Un formidabile urlo si levò, appena fu finita la lettura di questo documento. Un urlo frenetico che non indicava altra bramosia che di sangue. La narrazione ridestava il più feroce sentimento di vendetta di quel tempo, e in tutta la Francia non v'era una testa che potesse sostenerne l'impeto.

Poco importava, in presenza di quel tribunale e di quell'uditorio, mostrar come i Defarge non avessero pubblicato quella memoria, con gli altri cimeli della Bastiglia portati in processione, e l'avessero serbata, aspettando il loro tempo. Poco importava mostrare che il nome di quella detestata famiglia era stato da lungo tempo bandito da Sant'Antonio e contrassegnato nelle maglie del registro fatale. Contro una simile denuncia non c'erano virtù e meriti d'un uomo che potessero sostenerlo in quel luogo quel giorno.

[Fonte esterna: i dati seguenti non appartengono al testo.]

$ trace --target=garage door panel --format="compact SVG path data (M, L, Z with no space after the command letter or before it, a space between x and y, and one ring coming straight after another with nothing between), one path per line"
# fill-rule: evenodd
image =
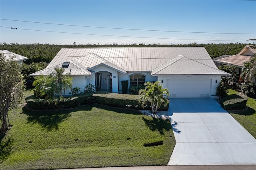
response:
M167 80L169 97L210 97L210 79L182 77Z

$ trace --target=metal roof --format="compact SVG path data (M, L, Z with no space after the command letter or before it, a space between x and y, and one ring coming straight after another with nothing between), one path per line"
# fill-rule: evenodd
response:
M184 57L172 63L179 55ZM62 48L46 69L74 59L88 70L104 64L122 73L154 70L157 74L228 74L218 69L202 47Z
M4 56L6 60L7 59L10 59L14 55L15 55L16 57L14 58L14 60L17 61L24 61L28 59L28 58L26 57L24 57L24 56L17 54L6 50L0 50L0 53L2 53L4 54Z

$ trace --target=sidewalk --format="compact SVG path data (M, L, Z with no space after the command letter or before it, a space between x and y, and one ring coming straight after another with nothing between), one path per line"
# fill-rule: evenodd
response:
M256 165L177 165L96 168L59 170L255 170L255 169L256 169Z

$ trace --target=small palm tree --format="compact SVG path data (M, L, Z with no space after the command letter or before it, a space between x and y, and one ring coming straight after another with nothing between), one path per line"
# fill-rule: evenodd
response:
M72 87L72 78L68 74L64 74L65 68L57 67L51 72L49 76L52 80L52 83L56 85L56 92L60 96L62 96L62 91Z
M148 101L150 102L152 113L156 113L163 103L165 106L168 103L168 99L164 97L164 95L169 96L169 91L167 89L163 88L162 85L159 85L159 81L154 83L145 83L145 89L142 89L139 92L141 95L139 101L142 108L144 108Z

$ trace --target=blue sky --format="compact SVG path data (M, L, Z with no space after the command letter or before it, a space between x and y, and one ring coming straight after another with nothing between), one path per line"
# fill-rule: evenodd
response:
M246 40L256 38L256 0L1 0L0 6L1 43L252 43ZM242 34L107 29L6 20L96 27Z

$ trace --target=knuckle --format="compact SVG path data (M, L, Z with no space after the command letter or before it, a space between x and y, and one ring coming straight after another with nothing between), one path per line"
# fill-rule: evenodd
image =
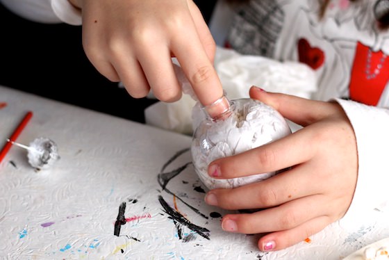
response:
M277 201L276 193L271 188L264 188L258 194L258 201L263 206L270 206Z
M282 228L290 228L296 225L296 214L293 210L288 210L284 213L281 225Z
M154 90L156 97L165 102L177 101L181 97L180 94L181 92L175 88L165 88L158 90L158 91Z
M262 166L272 168L276 161L276 154L270 149L265 149L258 154L258 159Z
M211 66L200 67L192 76L194 84L204 83L213 75L213 68Z

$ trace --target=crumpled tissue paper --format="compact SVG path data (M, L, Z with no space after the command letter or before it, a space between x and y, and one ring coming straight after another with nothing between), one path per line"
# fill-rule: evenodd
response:
M249 90L253 85L269 92L305 98L311 98L317 88L315 72L301 63L242 55L218 47L215 67L230 99L249 97ZM181 79L182 77L179 78L183 84ZM149 97L154 97L152 93ZM192 111L196 103L190 95L185 94L176 102L156 102L144 111L146 124L192 135Z

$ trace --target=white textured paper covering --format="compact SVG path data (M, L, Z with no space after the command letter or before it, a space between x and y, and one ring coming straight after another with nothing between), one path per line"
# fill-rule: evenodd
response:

E tanto peggio per il condannato che il denunciante fosse un cittadino ben noto, il suo più diletto amico, il padre di sua moglie. Una delle più esaltate aspirazioni della plebaglia era l'imitazione delle discutibili virtù civiche dell'antichità, il sacrificio e l'immolazione di sè stesso sull'altare della repubblica. Perciò quando il presidente disse (altrimenti anche la sua testa gli sarebbe tremata sulle spalle) che il buon medico della repubblica sarebbe diventato molto più benemerito della repubblica estirpando una nociva famiglia di aristocratici, e che senza dubbio avrebbe provato un sacro orgoglio e una sacra gioia facendo vedova la figlia e orfana la nipote, vi fu una selvaggia eccitazione di fervore patriottico e neppure un filo di umana simpatia.

— Ha molta autorità intorno a lui il dottore? — mormorò madama Defarge, sorridendo alla Vendetta. — Salvatelo, ora, dottore mio, salvatelo.

Vi fu un rugghio a ogni voto dei giurati. Un altro voto, un altro voto. E sempre un frastuono più alto.

Condannato a unanimità. In cuore e per discendenza aristocratico, nemico della repubblica, notorio oppressore del popolo. Indietro alla Conciergerie, e morte fra ventiquattr'ore!